Journalists at a Press briefing at Scotland Yard last December were truly taken aback by the comment that detectives regarded the witness’s account as credible.
We at Exaro were not so surprised. We knew what they thought.
And we knew why.
We cannot at this stage explain the main reason for this assessment on credibility for fear of interfering with the criminal investigation.
Exaro would not, of course, ever reveal the identity of a confidential source, unless the person concerned wished to go public.
Since Exaro’s launch in 2011, we have broken huge, agenda-setting stories. David Hencke led our exposure of senior civil servants who were able to avoid tax by working off-payroll.
David again was at the forefront of our exposure of a secret recording of a meeting where Rupert Murdoch made clear that he was aware that some of his newspaper journalists had paid bribes.
But our investigation into the ‘Westminster paedophile network’ has sent the biggest shock waves through the UK establishment.
We called one of those witnesses, “Nick”. He had met Mark two months earlier, and his claims went far further than we reported. We limited our report to what had been corroborated.
Nick then decided that he would have an initial meeting with police so long as Mark attended.
A small number of ill-informed commentators have condemned this arrangement and criticised Exaro’s reporting of Nick’s allegations. But the criticisms have each been made on a false basis.
The initial meeting, attended by Mark, was exactly that. It was not, as often wrongly claimed, an interview. The preliminary meeting was to explore whether Nick would make a formal complaint and do a police interview.
Nick decided to do so, leading to Operation Midland. Officers later conducted video interviews with Nick, and no one from Exaro attended.
The Met later announced that Operation Midland was investigating “homicide” – as well as child sex abuse.

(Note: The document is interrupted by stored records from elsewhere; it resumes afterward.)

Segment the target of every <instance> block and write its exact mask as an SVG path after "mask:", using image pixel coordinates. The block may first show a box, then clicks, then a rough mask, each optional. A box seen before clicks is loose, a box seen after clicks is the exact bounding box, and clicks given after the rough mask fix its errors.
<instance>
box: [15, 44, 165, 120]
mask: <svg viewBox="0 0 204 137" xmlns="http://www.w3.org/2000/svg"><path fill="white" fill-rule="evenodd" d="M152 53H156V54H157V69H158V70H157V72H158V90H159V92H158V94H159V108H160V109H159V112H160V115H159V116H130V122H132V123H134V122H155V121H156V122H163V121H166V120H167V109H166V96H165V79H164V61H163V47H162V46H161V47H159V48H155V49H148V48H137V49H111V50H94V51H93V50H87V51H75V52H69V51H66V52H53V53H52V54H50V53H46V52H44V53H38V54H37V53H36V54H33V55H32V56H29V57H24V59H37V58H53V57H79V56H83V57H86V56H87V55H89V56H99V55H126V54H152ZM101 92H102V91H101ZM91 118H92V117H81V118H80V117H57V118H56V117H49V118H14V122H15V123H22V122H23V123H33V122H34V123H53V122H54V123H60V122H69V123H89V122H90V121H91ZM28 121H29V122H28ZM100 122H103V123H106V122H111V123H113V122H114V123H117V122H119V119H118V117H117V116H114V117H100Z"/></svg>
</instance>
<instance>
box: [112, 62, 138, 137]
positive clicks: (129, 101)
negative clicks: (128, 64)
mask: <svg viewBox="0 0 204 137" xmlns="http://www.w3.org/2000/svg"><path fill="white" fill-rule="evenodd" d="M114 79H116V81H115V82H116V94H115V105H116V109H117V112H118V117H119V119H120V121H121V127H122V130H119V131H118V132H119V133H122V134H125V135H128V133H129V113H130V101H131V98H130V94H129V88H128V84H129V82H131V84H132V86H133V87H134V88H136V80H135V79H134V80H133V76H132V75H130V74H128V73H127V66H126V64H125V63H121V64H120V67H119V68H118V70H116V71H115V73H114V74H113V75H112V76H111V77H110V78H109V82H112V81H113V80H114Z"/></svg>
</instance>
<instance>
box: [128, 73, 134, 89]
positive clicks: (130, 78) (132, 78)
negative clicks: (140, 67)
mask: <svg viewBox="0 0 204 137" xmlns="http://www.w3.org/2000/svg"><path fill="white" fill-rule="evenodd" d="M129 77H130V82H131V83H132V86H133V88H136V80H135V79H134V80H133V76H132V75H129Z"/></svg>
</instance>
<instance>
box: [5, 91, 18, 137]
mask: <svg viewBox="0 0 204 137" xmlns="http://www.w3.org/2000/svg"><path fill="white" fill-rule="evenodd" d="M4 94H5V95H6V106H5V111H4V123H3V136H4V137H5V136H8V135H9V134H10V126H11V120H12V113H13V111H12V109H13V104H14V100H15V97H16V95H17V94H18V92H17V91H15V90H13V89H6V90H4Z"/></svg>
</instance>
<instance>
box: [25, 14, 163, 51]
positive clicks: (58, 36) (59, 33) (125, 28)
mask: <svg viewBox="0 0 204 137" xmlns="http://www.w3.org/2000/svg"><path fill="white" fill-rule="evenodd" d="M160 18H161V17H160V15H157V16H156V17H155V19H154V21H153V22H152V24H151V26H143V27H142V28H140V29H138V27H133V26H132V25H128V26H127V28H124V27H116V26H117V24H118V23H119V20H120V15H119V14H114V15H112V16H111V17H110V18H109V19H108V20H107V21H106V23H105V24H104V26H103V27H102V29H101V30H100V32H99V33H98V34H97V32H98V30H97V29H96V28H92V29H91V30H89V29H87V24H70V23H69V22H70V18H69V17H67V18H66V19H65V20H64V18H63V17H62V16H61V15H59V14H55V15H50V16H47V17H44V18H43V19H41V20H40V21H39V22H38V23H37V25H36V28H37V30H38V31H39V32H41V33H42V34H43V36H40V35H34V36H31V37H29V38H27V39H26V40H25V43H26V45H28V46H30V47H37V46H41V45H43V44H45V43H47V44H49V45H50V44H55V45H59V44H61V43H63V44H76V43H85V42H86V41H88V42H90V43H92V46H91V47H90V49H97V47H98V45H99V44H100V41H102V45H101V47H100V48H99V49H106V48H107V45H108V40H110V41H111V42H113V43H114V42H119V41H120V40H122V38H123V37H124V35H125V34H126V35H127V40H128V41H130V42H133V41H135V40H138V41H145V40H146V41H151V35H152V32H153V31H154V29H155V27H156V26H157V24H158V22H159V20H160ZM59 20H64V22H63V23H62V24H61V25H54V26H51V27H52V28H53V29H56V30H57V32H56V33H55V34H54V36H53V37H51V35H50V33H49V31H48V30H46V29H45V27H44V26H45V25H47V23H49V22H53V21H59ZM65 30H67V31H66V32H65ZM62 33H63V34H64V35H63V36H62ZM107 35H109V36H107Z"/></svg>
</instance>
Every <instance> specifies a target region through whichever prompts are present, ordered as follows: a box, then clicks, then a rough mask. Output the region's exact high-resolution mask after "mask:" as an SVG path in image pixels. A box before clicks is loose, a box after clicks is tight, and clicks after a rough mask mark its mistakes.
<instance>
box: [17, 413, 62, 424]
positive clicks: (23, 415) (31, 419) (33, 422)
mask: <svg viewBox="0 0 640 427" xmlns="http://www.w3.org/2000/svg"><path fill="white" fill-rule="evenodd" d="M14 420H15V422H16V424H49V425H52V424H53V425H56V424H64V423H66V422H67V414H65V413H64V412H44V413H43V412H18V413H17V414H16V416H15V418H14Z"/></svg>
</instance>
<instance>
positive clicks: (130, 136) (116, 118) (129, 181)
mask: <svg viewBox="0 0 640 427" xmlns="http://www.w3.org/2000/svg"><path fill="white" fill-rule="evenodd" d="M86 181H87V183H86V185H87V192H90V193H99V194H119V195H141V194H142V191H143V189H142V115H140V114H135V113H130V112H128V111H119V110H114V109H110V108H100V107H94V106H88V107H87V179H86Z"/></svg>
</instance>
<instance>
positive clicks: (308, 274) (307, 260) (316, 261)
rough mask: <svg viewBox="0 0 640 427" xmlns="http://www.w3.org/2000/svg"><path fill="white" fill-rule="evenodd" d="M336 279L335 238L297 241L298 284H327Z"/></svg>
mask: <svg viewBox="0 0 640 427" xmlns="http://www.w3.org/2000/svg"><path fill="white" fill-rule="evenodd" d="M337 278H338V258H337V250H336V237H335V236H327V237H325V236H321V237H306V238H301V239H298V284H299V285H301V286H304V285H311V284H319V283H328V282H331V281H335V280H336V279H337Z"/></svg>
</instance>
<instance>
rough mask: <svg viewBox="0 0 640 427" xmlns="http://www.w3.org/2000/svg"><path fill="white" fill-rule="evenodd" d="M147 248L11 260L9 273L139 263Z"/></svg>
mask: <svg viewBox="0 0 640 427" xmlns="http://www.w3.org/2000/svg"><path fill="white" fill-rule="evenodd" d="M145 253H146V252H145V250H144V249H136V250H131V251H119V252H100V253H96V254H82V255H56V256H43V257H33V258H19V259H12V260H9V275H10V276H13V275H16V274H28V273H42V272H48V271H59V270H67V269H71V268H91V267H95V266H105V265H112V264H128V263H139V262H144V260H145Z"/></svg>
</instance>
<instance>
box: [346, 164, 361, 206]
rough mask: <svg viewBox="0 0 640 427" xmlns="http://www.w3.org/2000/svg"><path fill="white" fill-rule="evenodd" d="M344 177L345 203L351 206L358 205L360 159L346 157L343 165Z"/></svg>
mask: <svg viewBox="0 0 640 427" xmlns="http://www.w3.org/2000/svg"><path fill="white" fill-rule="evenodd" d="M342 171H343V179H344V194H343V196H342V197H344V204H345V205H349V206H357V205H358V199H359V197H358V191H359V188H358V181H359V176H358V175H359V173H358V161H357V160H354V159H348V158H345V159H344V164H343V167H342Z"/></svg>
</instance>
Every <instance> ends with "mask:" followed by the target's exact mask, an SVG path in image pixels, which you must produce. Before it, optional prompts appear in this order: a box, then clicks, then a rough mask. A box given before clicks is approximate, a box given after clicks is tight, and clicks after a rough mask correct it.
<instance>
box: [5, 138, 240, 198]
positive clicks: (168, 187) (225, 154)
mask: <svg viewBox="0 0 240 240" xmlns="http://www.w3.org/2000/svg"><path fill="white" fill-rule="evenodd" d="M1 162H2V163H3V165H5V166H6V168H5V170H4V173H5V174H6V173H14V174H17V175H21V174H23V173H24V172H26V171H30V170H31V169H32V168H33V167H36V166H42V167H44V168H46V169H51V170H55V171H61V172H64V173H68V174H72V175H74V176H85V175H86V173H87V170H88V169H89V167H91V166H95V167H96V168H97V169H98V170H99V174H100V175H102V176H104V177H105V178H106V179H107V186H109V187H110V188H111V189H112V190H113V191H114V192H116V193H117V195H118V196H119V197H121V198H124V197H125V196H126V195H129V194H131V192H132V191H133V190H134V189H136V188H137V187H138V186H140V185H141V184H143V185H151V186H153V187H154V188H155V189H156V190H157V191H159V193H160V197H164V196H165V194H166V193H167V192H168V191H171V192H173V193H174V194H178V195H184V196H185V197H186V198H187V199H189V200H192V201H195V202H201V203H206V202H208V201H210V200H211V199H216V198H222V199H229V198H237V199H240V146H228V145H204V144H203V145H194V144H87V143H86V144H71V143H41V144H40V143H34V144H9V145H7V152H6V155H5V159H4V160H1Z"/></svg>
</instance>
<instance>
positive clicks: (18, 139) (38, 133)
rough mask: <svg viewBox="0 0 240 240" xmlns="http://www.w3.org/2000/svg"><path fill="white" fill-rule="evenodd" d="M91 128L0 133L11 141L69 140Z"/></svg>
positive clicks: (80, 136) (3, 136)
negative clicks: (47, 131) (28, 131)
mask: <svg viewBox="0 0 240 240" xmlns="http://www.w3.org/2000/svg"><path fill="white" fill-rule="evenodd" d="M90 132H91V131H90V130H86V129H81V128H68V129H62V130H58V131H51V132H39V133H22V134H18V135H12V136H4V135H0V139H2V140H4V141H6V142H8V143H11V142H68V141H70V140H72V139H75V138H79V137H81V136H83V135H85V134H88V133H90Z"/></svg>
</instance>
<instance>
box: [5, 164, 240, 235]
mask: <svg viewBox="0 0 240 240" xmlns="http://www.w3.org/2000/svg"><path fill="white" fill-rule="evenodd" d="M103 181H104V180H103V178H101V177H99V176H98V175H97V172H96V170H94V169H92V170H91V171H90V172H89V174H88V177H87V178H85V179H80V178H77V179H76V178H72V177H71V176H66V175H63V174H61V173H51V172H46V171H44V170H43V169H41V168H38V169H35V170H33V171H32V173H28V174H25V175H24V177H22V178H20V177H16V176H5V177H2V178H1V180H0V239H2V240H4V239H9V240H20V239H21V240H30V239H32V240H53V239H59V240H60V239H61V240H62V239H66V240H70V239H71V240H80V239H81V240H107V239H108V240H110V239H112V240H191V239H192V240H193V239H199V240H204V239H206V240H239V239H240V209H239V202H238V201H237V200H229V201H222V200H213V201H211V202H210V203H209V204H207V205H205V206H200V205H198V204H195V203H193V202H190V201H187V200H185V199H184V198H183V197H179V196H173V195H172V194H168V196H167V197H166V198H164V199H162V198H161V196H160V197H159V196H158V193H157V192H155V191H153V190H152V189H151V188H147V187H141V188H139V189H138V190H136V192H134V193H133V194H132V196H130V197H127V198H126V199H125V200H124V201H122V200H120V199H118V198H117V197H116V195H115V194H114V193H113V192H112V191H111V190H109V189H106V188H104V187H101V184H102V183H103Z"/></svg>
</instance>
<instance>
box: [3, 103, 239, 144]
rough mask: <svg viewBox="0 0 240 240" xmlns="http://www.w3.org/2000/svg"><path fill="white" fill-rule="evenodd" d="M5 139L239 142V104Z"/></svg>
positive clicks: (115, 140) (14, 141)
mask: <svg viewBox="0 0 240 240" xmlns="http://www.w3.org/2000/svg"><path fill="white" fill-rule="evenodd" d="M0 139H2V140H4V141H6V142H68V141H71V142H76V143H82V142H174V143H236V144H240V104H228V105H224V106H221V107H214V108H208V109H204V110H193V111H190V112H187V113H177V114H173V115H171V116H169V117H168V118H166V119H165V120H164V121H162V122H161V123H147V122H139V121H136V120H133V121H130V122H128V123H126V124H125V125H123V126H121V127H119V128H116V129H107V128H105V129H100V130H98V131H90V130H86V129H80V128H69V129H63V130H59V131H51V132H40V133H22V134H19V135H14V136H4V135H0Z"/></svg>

Throughout, Exaro has reported testimony from a witness, Nick, regarded by us – and experienced detectives who specialise in child abuse and in homicide – as credible.
Some detectives may, as the Daily Mail claimed today, have “grave doubts” about Nick’s account.
But they are not on Operation Midland.
We did not name – explicitly or implicitly – Harvey Proctor, former Conservative MP, as being under investigation for murder until Harvey Proctor made that public himself.
Proctor, who must be presumed innocent, denies all allegations against him.
We have always been careful to avoid publishing anything that might contaminate evidence or disrupt the criminal investigation in any way, as is clear from Proctor’s statement.
Proctor criticised Exaro for revealing in March that police had raided his house, but then named several people under investigation by ‘Operation Midland’ without first consulting them or their relatives.
One columnist referred to Nick as a rent-boy. However, as anyone who had properly read Exaro’s solid reporting would realise, this claim was false.
The same applies to the accusation that Nick’s list of abusers had grown, when it has remained the same.
Operation Midland is not, and never was, a homosexual witch-hunt. It is a criminal investigation into credible allegations of child abuse, torture and murder.
Police believed – and still believe – that these allegations warrant proper investigation. They are investigating a network of several powerful people, alive and dead.
Will the Met’s top-brass order Operation Midland to be shelved? If it did, it would not be the first police investigation into VIPs to be pulled prematurely.